Das vom Ausschussvorsitzenden Hans Ohlenforst (CDU) als „das alte Thema” angekündigte Projekt war zum Jahresende 2009 schon einmal im Gremium behandelt worden. Dabei ging es der UB-Fraktion um die Beseitigung großer Pfützen, die sich in dem Zugang immer wieder bildeten.

Rainer Mansel erinnerte daran, dass im Anschluss der damaligen Debatte einige freiwillige Helfer, unterstützt von zwei Tiefbaufachleuten, sich ehrenamtlich an die Arbeit gemacht hätten, das Problem zu beseitigen.

Das jetzt von Heinz Huben „diese Arbeit schlecht geredet” werden soll, bezeichnete der SPD-Chef als Beleidigung der Beteiligten: „Einen Nörgler findet man immer.” Anstatt Fotos von den Flächen zu machen, wie geschehen, wäre es doch schön gewesen, wenn von der UB-Fraktion jemand geholfen hätte, warf der Sozialdemokrat vor.

Heinz Huben hatte Bilder von den Pfützen mitgebracht, auf „Motivsuche” andererseits war der CDU-Fraktionsvorsitzende Karl-Heinz Milthaler, der sich am Sonntag, „bei Dauerregen”, wie er betonte, mittags sowie am frühen Abend auf den Weg nach Stahe gemacht und nur „sehr kleine Pfützen” vorgefunden hatte: „Wenn man da barfuß durchgegangen wäre, hätte man Geduld haben müssen, um nass zu werden.” Den UB-Antrag bezeichnete er als reine Effekthascherei.

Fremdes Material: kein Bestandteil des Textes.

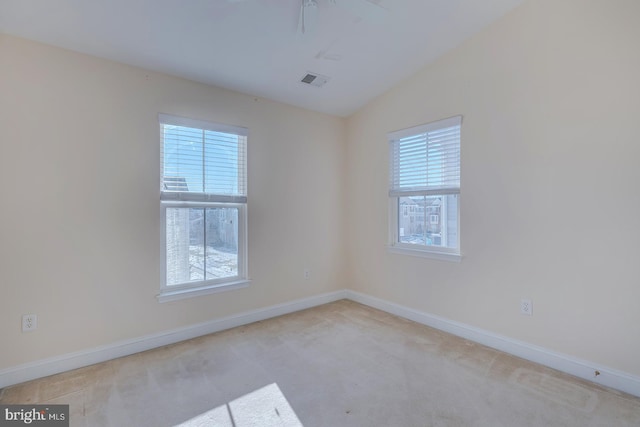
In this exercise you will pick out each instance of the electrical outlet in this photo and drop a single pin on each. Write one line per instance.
(526, 307)
(29, 322)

Heinz Huben wiederum regte sich über die Ergebnisse der Freiwilligen auf, nannte es „stümperhafte Arbeit”, die da geleistet worden sei. Er habe in seinem ersten Antrag einen Lösungsvorschlag erarbeitet, der aber nicht umgesetzt worden wäre. Der Breberener Günter Dammers erinnerte daran, dass am örtlichen Friedhof Kies vor der Einfahrt liege. „Wenn wir jetzt beantragen würden, das zu pflastern, müssten wir fairerweise bei der aktuellen Haushaltssituation auch einen Deckungsvorschlag machen. Den vermisse ich beim UB-Antrag.” Heinz Huben war der Einzige, der im Ausschuss für den Antrag der Unabhängigen Wähler stimmte.